Grinning for what feels like the first time in weeks, Eli pokes further at the sand. Brushing a good bit of it away, handfuls more cave into an open section beneath one of the largest roots. Eli can’t be certain if it’s just a gap under this root created by the shifting nature of sand, or if it leads to something more, but it is something.

“Klia!” he calls, unable to see the girl from this angle. “Come here a moment.”

If he goes poking around in this hole, he wants her to be with sight. Her fair head of hair appears around the edge of the tree, more berries on her face. Her eyes get big when she realizes what he’s found, and she scrambles over the roots to hide behind his leg and peek around at the dim hole.

“See anything down there?” Eli asks.

She nods.

“Does it go down farther?”

Another nod.

“Anything alive you can see?”

She pokes one of the roots.

“But not monsters?”

She shakes her head and creeps a little closer.

“Hold on now, I’m going to go a few steps in, don’t get too close to the edge.”

This isn’t the first time in the past few days they’ve found a hole to crawl into some unknown depths, and Eli has more trepidation about this one after all the trouble these caverns have caused, however deep they’ve ventured already.

Keeping a handful of the dimly glowing bees in his sore hand, he uses his strong arm to hold tight to the root and lean down in. Sand shifts beneath his boots, but there are uncountable numbers of twisted roots of all shapes and sizes for him to find footholds in. Their bark is rougher than the trunk itself, and he wonders if the harsh sand is to blame. Briefly, he considers dropping one of the petrified bees into the hole below, to see how far its dim light will travel. But he already lost several in the skirmish with the floating creature, he is loath to get rid of any more. Not when light is so scarce down here and not enough firewood is available to light a torch for any permanent length of time.
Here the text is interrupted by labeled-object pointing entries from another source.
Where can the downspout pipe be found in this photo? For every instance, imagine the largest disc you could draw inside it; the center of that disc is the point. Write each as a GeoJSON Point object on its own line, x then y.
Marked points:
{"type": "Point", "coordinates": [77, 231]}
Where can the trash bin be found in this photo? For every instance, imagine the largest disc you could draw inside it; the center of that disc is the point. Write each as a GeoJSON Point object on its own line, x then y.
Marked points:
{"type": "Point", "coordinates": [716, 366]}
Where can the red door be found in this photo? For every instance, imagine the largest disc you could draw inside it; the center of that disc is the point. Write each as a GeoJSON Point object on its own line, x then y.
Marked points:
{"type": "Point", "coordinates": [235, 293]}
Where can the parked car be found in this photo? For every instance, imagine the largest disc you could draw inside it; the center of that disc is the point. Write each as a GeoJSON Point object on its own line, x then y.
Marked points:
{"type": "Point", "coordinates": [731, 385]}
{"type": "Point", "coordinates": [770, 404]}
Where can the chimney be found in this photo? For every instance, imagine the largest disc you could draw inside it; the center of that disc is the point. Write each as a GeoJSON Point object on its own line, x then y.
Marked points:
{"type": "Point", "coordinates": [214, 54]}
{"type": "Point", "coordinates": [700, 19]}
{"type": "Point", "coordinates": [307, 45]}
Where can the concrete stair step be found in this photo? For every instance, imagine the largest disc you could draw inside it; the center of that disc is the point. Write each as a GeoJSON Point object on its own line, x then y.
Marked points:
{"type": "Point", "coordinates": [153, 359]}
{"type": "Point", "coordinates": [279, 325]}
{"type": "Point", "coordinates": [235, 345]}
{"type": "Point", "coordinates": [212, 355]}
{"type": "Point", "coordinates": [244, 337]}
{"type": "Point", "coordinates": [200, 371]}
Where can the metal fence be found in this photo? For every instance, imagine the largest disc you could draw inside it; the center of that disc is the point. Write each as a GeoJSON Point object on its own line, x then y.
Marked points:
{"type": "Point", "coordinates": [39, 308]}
Feeling around through the underside of the tree’s root structure, he finds a gap up through. By all means, it may lead up through the top of it. If Eli can leave this place by traveling up rather than further into the depths of these mountains, he would much prefer it.

Glancing at Klia, he considers leaving her here while he better looks into this new pathway up the tree. She is looking at him with wide, trusting eyes, and he quickly puts aside the thought. Even if he could trust her to stay right where she is with no wandering about, he doesn’t trust this tree still won’t decide to come alive.

There are so many strange monsters after these children, after all.

He wishes Thistle would appear once more with hopefully more helpful answers, but he cannot rely on such a thing occurring again. He has not put aside the suspicion that the first time was not some sort of figment of his imagination manipulated by the Order.

Still, he asks, “Has Thistle said anything to you in your dreams about where he is?”

Wrinkling her nose, she shakes her head. Eli will should encourage her to write out the things she dreams, but that will be of little use if they cannot find their way out of this strange place.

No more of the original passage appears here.